The primary purpose of the typical exercises we do in the gym (whether at home or in a club) is to reinforce good patterns of movement that we need for everyday life. Think about it: squatting is simply sitting in a chair, lunging is what we often do to pick things off the floor, and pushing and pulling mimic a wide array of daily tasks — such as lifting objects over our head and opening doors. These movements are also common to sports such as golf (rotational movements) or skiing (lateral lunges). If we exercise with proper alignment and form in the gym, we train our body to repeat the same movements in daily life. I’m convinced that most ailments such as low back pain, hip or knee arthritis, or tendonitis, are a result of moving the wrong way over and over again. If you’re, say, 50 years old, how many times do you think you’ve squatted in your life (not counting squats at the gym!)? A few hundred times? A few thousand? How about a few hundred thousand times — possibly more than a million times? That’s why doing it right — to reduce the wear and tear on your joints — matters.
Watch a one-year-old learning to walk. Every step is a conscious effort: the step’s length and width; the arm position; the head. The toddler’s mainframe computer — the brain —analyzes and corrects thousands of steps over time until the process of walking no longer becomes a conscious effort but rather automatic — an ingrained software pattern in the toddler’s brain.
Similarly, squatting, lunging, rotating, pushing, and pulling in correct alignment, should be ingrained software patterns in our brains. The problem is that for many of us the software is flawed, because for years (maybe decades) we’ve been moving the wrong way.
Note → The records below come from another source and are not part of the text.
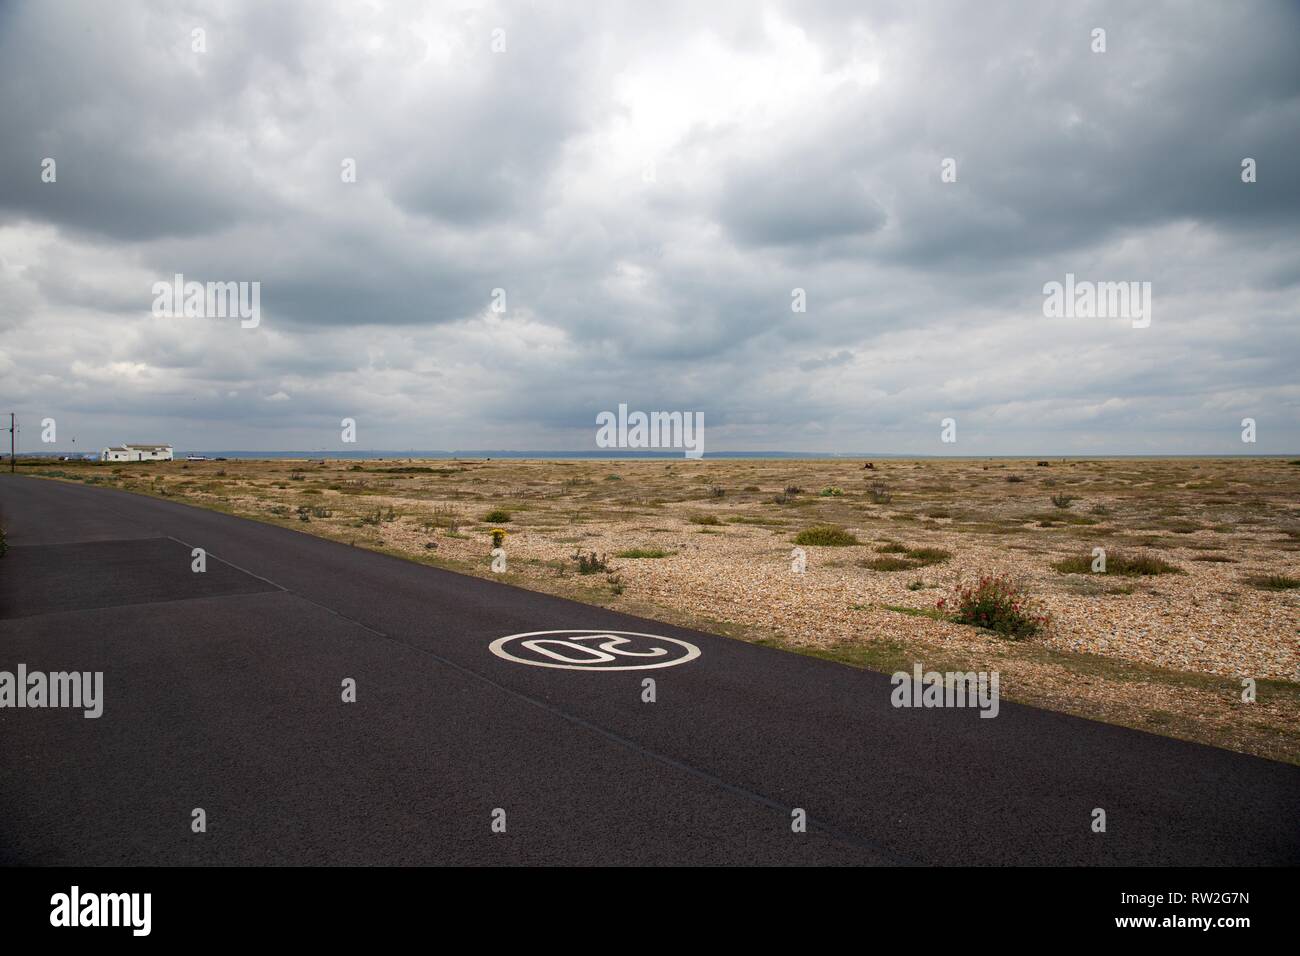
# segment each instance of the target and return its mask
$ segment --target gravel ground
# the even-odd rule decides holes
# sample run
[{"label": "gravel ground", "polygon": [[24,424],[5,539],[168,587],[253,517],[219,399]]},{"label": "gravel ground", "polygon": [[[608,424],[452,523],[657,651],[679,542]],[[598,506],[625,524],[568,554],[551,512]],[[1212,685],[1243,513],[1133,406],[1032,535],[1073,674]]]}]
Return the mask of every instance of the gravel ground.
[{"label": "gravel ground", "polygon": [[[489,531],[500,524],[508,533],[504,577],[525,587],[726,625],[728,633],[869,666],[886,665],[858,660],[855,649],[997,668],[1004,693],[1016,699],[1300,762],[1300,688],[1261,694],[1249,713],[1235,689],[1243,678],[1300,682],[1300,589],[1252,583],[1257,575],[1300,579],[1300,464],[873,464],[389,460],[358,469],[232,461],[93,475],[475,574],[491,573]],[[300,506],[324,511],[300,522]],[[510,519],[487,521],[494,508]],[[824,523],[860,543],[806,547],[807,569],[794,573],[795,535]],[[950,557],[898,571],[862,566],[890,543]],[[1142,556],[1180,573],[1053,568],[1067,558],[1091,561],[1096,547],[1112,569],[1117,556]],[[629,549],[668,554],[617,556]],[[608,570],[577,574],[579,550],[605,556]],[[1043,633],[1009,641],[935,619],[936,602],[958,582],[990,574],[1034,596],[1052,619]],[[1125,664],[1178,673],[1136,673]],[[1108,672],[1110,665],[1118,669]],[[1198,684],[1195,675],[1222,680]]]}]

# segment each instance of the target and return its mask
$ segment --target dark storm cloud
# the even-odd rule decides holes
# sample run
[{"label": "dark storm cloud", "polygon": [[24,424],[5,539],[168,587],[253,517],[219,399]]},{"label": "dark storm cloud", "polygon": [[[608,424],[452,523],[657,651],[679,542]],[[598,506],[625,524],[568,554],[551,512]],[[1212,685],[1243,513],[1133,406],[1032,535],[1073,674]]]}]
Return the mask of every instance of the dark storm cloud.
[{"label": "dark storm cloud", "polygon": [[[625,401],[713,449],[1240,451],[1252,415],[1295,450],[1296,36],[1289,3],[7,4],[0,397],[196,447],[589,447]],[[178,272],[260,282],[261,326],[150,315]],[[1150,281],[1151,327],[1044,318],[1066,272]]]}]

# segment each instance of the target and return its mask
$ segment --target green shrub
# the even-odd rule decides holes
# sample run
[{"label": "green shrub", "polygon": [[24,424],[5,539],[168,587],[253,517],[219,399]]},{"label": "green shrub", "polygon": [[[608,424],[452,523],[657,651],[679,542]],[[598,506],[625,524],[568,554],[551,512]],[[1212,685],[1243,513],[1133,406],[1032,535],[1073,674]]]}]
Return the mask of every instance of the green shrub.
[{"label": "green shrub", "polygon": [[951,600],[940,598],[935,607],[958,624],[1016,639],[1033,637],[1051,623],[1024,589],[1005,577],[985,576],[969,587],[959,585]]},{"label": "green shrub", "polygon": [[609,570],[609,563],[603,554],[597,554],[592,551],[590,554],[583,554],[581,551],[573,555],[573,560],[578,562],[579,574],[597,574]]},{"label": "green shrub", "polygon": [[722,524],[717,515],[691,515],[691,524]]},{"label": "green shrub", "polygon": [[844,494],[844,489],[836,488],[834,485],[832,485],[829,488],[823,488],[821,490],[821,496],[823,498],[839,498],[843,494]]},{"label": "green shrub", "polygon": [[487,524],[505,524],[510,520],[510,512],[505,508],[493,508],[483,516]]},{"label": "green shrub", "polygon": [[618,558],[670,558],[676,551],[665,551],[663,548],[629,548],[626,551],[620,551],[615,557]]},{"label": "green shrub", "polygon": [[813,525],[804,528],[794,538],[795,544],[808,544],[828,548],[843,548],[860,544],[852,534],[835,524]]},{"label": "green shrub", "polygon": [[894,500],[894,496],[883,481],[873,481],[871,487],[867,489],[867,497],[871,499],[872,504],[877,505],[887,505]]},{"label": "green shrub", "polygon": [[1288,574],[1253,574],[1245,579],[1246,583],[1261,591],[1290,591],[1300,588],[1300,578]]},{"label": "green shrub", "polygon": [[1074,504],[1077,500],[1078,499],[1075,498],[1074,495],[1067,495],[1067,494],[1052,495],[1052,504],[1056,505],[1056,507],[1058,508],[1068,508],[1070,507],[1070,505]]}]

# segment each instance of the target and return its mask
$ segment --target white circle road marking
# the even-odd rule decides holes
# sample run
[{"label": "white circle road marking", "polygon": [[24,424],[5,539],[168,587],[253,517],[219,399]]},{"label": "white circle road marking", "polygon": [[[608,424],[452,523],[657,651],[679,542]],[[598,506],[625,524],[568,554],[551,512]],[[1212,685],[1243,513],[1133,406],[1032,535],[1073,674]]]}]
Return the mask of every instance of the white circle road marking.
[{"label": "white circle road marking", "polygon": [[[554,635],[567,634],[574,635],[567,638],[556,637]],[[646,638],[646,641],[634,641],[632,638]],[[602,640],[603,639],[603,640]],[[578,641],[596,641],[600,643],[592,646],[586,643],[579,644]],[[518,642],[519,648],[526,649],[530,654],[535,655],[532,658],[520,657],[512,653],[507,647],[511,642]],[[665,644],[674,645],[673,650],[677,655],[670,660],[658,660],[672,653]],[[633,650],[628,647],[643,646],[643,650]],[[664,637],[662,634],[642,634],[637,631],[598,631],[590,629],[572,629],[563,631],[528,631],[524,634],[509,634],[506,637],[498,637],[488,645],[490,650],[497,657],[507,661],[514,661],[516,664],[528,664],[531,667],[553,667],[557,670],[566,671],[646,671],[657,667],[673,667],[676,664],[685,664],[687,661],[693,661],[700,656],[700,649],[694,644],[686,641],[679,641],[675,637]],[[549,658],[549,660],[538,658]],[[617,662],[619,658],[640,657],[654,658],[640,664],[616,664],[616,666],[604,666],[611,661]]]}]

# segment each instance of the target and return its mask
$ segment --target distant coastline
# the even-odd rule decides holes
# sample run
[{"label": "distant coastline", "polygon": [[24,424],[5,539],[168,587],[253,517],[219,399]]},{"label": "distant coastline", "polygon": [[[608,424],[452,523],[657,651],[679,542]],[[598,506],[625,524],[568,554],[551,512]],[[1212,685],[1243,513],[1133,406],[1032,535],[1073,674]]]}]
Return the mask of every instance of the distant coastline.
[{"label": "distant coastline", "polygon": [[[40,452],[18,452],[18,458],[54,458],[60,455],[73,455],[80,457],[88,454],[84,451],[40,451]],[[687,461],[680,450],[617,450],[600,449],[596,451],[512,451],[509,449],[467,449],[464,451],[443,451],[438,449],[410,450],[401,451],[396,449],[373,449],[369,451],[342,451],[338,449],[321,449],[317,451],[248,451],[248,450],[191,450],[176,449],[176,460],[182,461],[187,455],[202,455],[206,458],[233,458],[233,459],[310,459],[310,458],[328,458],[333,460],[358,460],[358,461],[376,461],[389,459],[430,459],[454,461],[457,459],[465,460],[482,460],[485,458],[518,458],[531,459],[536,461]],[[953,461],[1023,461],[1027,458],[1051,459],[1054,461],[1101,461],[1101,460],[1140,460],[1140,459],[1186,459],[1186,458],[1296,458],[1300,457],[1300,452],[1270,452],[1258,454],[1230,454],[1216,452],[1199,452],[1186,455],[1159,455],[1159,454],[1050,454],[1044,452],[1026,452],[1019,455],[920,455],[920,454],[900,454],[897,452],[879,452],[879,451],[855,451],[855,452],[830,452],[830,451],[710,451],[704,455],[705,459],[736,459],[736,458],[753,458],[753,459],[772,459],[788,458],[791,460],[815,460],[815,459],[874,459],[881,460],[915,460],[915,461],[942,461],[951,459]],[[120,463],[119,463],[120,464]]]}]

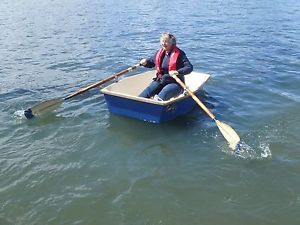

It’s time to use our workouts at the gym to move away from task-completion mentality (counting the number of sets) and to focus instead on how we move.
Going to the gym shouldn’t simply be about losing weight or making our muscles bigger and stronger; instead, it should be about performing purposeful movements that transfer over into our everyday lives — with losing weight and developing muscle mass as byproducts of moving with correct alignment and form, especially when under the loads of weights.